The Search Dimensions feature gives the admin the control over visibility of facets in the search results for an end user. With the search dimension defined for a particular role, the users with that role will then be shown the search results categorized by the search dimensions defined for that role.

For example the admin may want to limit the search results for an analyst role to categories like Rating, Last Profiled Time, Resource Tag, Virtual Folder and a custom facet Claims that pertains to the analyst role's business function. For the analyst user, any search results will be faceted depending on the search dimensions set by the admin, for example to Virtual Folder, Resource Tag, Last Profiled Time, Rating and Claims.

Job templates and sequences

Templates are pre-defined job templates created by the administrators to run specific job sequences that apply to specific clusters. It is when creating these job templates that you have a chance to pass any system or spark specific parameters as command line arguments for the job sequences - like driver memory, executor memory, number of threads required based on a cluster size, or override the default ldc script parameters like profiling Collections as a single resource or profile last partition, etc. These templates can then be promoted to end users handling such clusters to enable efficient job executions.
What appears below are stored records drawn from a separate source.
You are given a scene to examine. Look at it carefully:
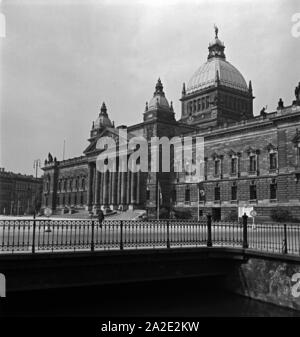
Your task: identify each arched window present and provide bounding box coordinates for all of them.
[270,179,277,200]
[231,182,237,201]
[215,184,221,201]
[185,186,191,202]
[250,180,257,200]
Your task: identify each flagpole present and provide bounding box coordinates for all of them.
[156,177,160,220]
[198,183,200,221]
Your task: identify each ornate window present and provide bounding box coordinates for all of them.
[202,97,205,110]
[212,153,223,178]
[267,144,278,171]
[270,179,277,200]
[231,182,237,201]
[215,184,221,201]
[81,178,85,190]
[269,152,277,170]
[197,99,201,111]
[205,96,209,109]
[296,142,300,165]
[230,157,237,175]
[204,158,208,180]
[185,187,191,202]
[214,159,221,176]
[171,187,177,203]
[246,147,259,174]
[250,180,257,200]
[249,154,257,172]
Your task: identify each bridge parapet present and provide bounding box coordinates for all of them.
[0,216,300,256]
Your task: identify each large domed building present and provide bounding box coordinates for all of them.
[43,28,300,220]
[181,29,254,127]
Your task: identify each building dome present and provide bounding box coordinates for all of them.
[149,95,170,109]
[148,78,170,110]
[186,26,248,94]
[93,102,113,129]
[186,57,248,94]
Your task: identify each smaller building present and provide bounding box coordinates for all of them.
[0,168,43,215]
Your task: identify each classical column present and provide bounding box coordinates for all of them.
[121,172,128,205]
[130,172,136,205]
[99,172,104,205]
[94,171,101,205]
[117,171,122,205]
[103,171,109,206]
[87,163,93,210]
[111,172,118,205]
[136,170,141,205]
[126,170,131,205]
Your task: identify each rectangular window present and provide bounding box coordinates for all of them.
[231,158,237,174]
[231,184,237,200]
[249,156,256,172]
[198,189,205,201]
[197,99,201,111]
[270,181,277,200]
[215,185,221,201]
[185,188,190,202]
[171,188,177,203]
[215,160,220,176]
[202,97,205,110]
[205,96,209,109]
[250,184,257,200]
[269,152,277,170]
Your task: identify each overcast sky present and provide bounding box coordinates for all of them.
[0,0,300,174]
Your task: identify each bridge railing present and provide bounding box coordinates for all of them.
[0,216,300,255]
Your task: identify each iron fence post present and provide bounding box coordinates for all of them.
[32,214,36,254]
[120,220,123,250]
[167,221,170,248]
[207,214,212,247]
[283,224,288,254]
[242,213,249,248]
[91,220,95,252]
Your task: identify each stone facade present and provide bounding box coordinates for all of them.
[0,168,42,215]
[43,29,300,220]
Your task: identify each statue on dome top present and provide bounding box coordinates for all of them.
[214,25,219,39]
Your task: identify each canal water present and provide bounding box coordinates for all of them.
[0,278,300,317]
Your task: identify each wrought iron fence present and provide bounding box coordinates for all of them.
[0,216,300,256]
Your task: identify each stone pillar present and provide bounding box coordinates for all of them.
[136,170,141,205]
[93,166,101,215]
[117,171,122,205]
[130,172,136,205]
[99,172,104,205]
[126,171,131,205]
[87,163,93,211]
[103,171,109,207]
[121,172,127,205]
[111,172,118,206]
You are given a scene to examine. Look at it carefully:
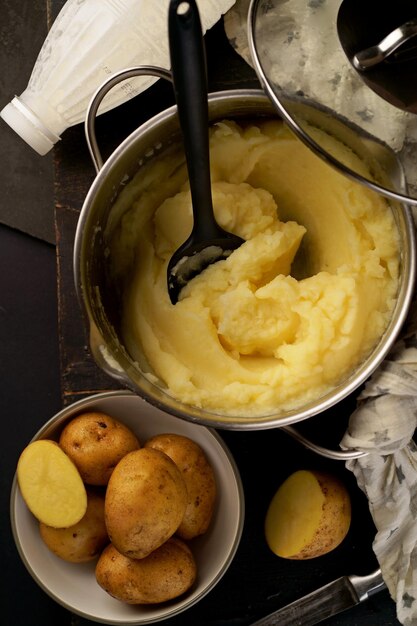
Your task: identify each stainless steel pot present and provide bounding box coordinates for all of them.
[74,67,415,458]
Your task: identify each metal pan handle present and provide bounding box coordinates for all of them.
[281,426,369,461]
[84,65,172,174]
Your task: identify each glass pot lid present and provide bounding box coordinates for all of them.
[247,0,417,205]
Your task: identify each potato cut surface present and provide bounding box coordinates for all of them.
[17,439,87,528]
[265,470,351,559]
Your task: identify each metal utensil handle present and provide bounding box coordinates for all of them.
[84,65,172,173]
[281,426,369,461]
[353,18,417,71]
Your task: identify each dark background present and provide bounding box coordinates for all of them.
[0,0,399,626]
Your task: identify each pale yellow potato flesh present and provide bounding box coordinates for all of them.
[39,489,109,563]
[17,439,87,528]
[265,470,351,559]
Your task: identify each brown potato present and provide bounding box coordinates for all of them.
[145,434,216,540]
[59,413,140,485]
[265,470,351,559]
[105,448,187,559]
[39,489,109,563]
[17,439,87,528]
[96,537,196,604]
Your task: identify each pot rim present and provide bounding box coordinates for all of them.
[73,88,416,430]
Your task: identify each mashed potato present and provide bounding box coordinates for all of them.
[109,121,399,415]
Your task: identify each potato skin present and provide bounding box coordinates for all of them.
[59,412,140,486]
[96,537,196,604]
[39,489,109,563]
[291,470,351,560]
[144,433,216,540]
[105,448,187,559]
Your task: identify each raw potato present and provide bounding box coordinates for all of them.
[17,439,87,528]
[96,537,196,604]
[265,470,351,559]
[59,412,140,485]
[145,434,216,540]
[39,489,109,563]
[105,448,187,559]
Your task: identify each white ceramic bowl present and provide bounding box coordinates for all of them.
[11,391,244,625]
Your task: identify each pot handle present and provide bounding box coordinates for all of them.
[281,426,369,461]
[84,65,172,174]
[84,65,368,461]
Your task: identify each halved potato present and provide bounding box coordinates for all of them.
[17,439,87,528]
[39,489,109,563]
[265,470,351,559]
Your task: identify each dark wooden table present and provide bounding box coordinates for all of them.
[0,0,399,626]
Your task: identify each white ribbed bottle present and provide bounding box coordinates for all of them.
[0,0,235,155]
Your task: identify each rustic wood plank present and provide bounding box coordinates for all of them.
[52,18,257,404]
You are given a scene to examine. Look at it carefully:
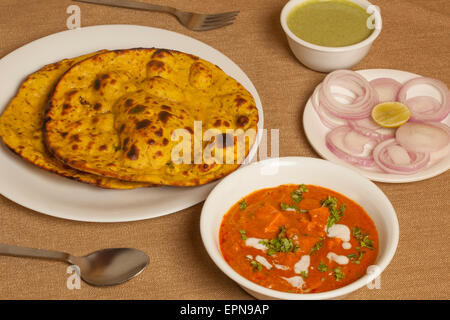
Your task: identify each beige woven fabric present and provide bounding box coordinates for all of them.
[0,0,450,299]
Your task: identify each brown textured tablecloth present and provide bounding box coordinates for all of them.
[0,0,450,299]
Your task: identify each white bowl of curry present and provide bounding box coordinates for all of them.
[200,157,399,300]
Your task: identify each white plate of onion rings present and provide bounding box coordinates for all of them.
[303,69,450,183]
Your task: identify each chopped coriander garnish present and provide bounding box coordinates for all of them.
[280,202,308,213]
[280,202,300,211]
[347,253,358,259]
[239,230,247,240]
[239,199,248,210]
[352,227,374,250]
[310,238,325,256]
[317,262,328,272]
[291,184,308,203]
[250,260,262,271]
[259,226,299,256]
[166,161,175,169]
[333,267,345,281]
[320,196,347,230]
[352,247,366,264]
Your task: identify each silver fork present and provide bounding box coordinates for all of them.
[75,0,239,31]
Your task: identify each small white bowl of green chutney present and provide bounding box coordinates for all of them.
[281,0,382,72]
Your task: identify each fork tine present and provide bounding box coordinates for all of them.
[195,22,233,31]
[202,16,236,27]
[205,11,239,21]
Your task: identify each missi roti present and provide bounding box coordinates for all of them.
[0,53,146,189]
[45,48,258,186]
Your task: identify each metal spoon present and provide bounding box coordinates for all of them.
[0,244,149,286]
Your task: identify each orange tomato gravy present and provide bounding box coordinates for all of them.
[219,184,378,293]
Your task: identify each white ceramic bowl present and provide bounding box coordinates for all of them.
[200,157,399,300]
[281,0,382,72]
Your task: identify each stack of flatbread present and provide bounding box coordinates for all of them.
[0,48,258,189]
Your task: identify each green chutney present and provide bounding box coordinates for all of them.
[287,0,373,47]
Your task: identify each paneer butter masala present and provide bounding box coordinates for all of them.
[219,184,378,293]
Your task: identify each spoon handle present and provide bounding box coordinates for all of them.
[0,243,70,261]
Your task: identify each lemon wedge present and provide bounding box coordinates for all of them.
[372,102,411,128]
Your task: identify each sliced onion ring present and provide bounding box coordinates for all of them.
[369,78,402,103]
[326,126,378,167]
[395,122,450,153]
[319,70,378,120]
[405,96,441,122]
[311,84,347,129]
[397,77,450,122]
[373,139,430,174]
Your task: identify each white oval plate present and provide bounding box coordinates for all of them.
[200,157,399,300]
[0,25,263,222]
[303,69,450,183]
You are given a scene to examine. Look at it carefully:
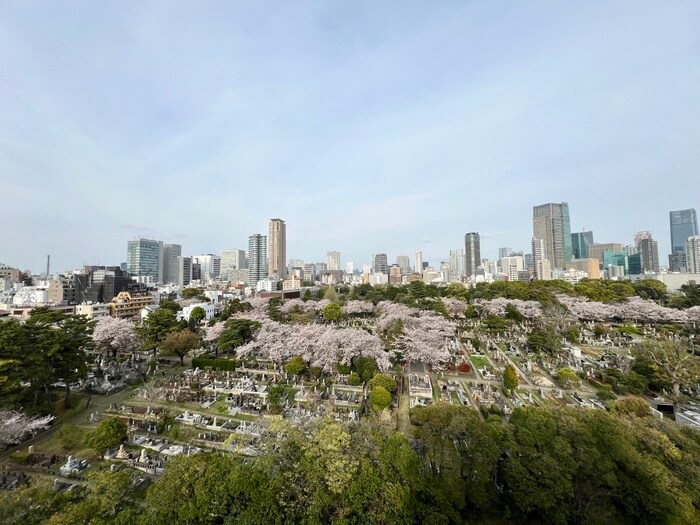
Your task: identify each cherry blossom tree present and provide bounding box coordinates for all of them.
[0,410,53,449]
[343,301,374,315]
[474,297,542,319]
[557,295,617,321]
[237,320,391,372]
[397,313,456,366]
[92,317,141,357]
[442,297,467,319]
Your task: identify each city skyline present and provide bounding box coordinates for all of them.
[5,203,695,275]
[0,2,700,272]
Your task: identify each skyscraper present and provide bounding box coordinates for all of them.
[685,235,700,273]
[326,252,340,270]
[532,202,572,270]
[221,250,246,281]
[268,219,287,279]
[162,243,182,286]
[248,233,268,287]
[126,237,163,283]
[414,250,423,273]
[630,232,659,273]
[448,248,464,282]
[372,253,389,273]
[464,232,481,278]
[192,253,221,281]
[532,238,552,281]
[668,208,698,272]
[571,232,593,259]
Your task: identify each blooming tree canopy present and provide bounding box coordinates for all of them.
[0,410,53,449]
[92,317,141,356]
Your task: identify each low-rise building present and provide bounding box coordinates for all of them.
[110,290,156,318]
[75,303,112,319]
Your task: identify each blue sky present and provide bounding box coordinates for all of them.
[0,0,700,271]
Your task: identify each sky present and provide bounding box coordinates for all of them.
[0,0,700,272]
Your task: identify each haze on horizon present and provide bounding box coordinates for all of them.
[0,1,700,272]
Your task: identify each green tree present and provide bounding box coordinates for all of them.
[158,299,182,314]
[348,372,362,386]
[503,364,519,391]
[369,374,396,394]
[284,355,306,376]
[323,303,343,322]
[352,356,377,383]
[22,307,94,408]
[160,330,201,365]
[217,318,262,354]
[56,423,84,450]
[369,385,392,412]
[564,326,581,344]
[85,417,128,453]
[190,306,207,325]
[137,308,181,348]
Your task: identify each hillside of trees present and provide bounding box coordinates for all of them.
[0,399,700,525]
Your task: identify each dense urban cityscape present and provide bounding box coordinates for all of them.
[0,0,700,525]
[0,203,700,523]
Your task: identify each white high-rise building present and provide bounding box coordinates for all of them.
[532,238,552,281]
[396,255,411,275]
[501,255,525,281]
[267,219,287,279]
[126,237,163,283]
[685,235,700,273]
[326,252,340,271]
[464,232,481,277]
[248,233,267,287]
[162,243,182,286]
[413,250,423,273]
[192,253,221,281]
[448,248,464,282]
[221,250,246,281]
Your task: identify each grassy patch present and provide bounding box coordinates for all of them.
[469,355,491,370]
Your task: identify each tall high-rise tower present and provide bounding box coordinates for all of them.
[532,202,572,270]
[532,238,552,281]
[571,232,593,259]
[126,237,163,283]
[634,232,659,273]
[162,243,182,286]
[372,253,389,273]
[464,232,481,278]
[326,252,340,270]
[248,233,267,286]
[267,219,287,279]
[685,235,700,273]
[414,250,423,273]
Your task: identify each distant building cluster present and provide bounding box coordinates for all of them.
[0,202,700,318]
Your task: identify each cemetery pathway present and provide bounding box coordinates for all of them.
[503,352,533,386]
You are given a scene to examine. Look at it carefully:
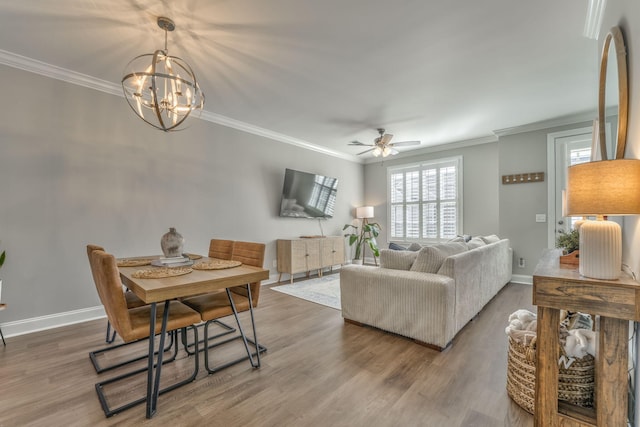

Sequences are Lumada Data Catalog's job sequences that are exposed to the UI to enable job execution by the users with job execution privileges. It should be noted, however, that these sequences are executed with Lumada Data Catalog's default parameters which cannot be overridden by the user using Sequence option.

Rules engine

Lumada Data Catalog's powerful rules engine facilitates rule-based tagging, selection of custom property updates, and conditional metadata processing by allowing users to define SQL-like rules for selective actions based on specific data or metadata conditions. Two types of rules - the Data Rule and the Metadata Rule - provide the flexibility to create rules that operate on the data or operate on the metadata of the resources in the Catalog and make subsequent tag association, property updates or conditional processing decisions.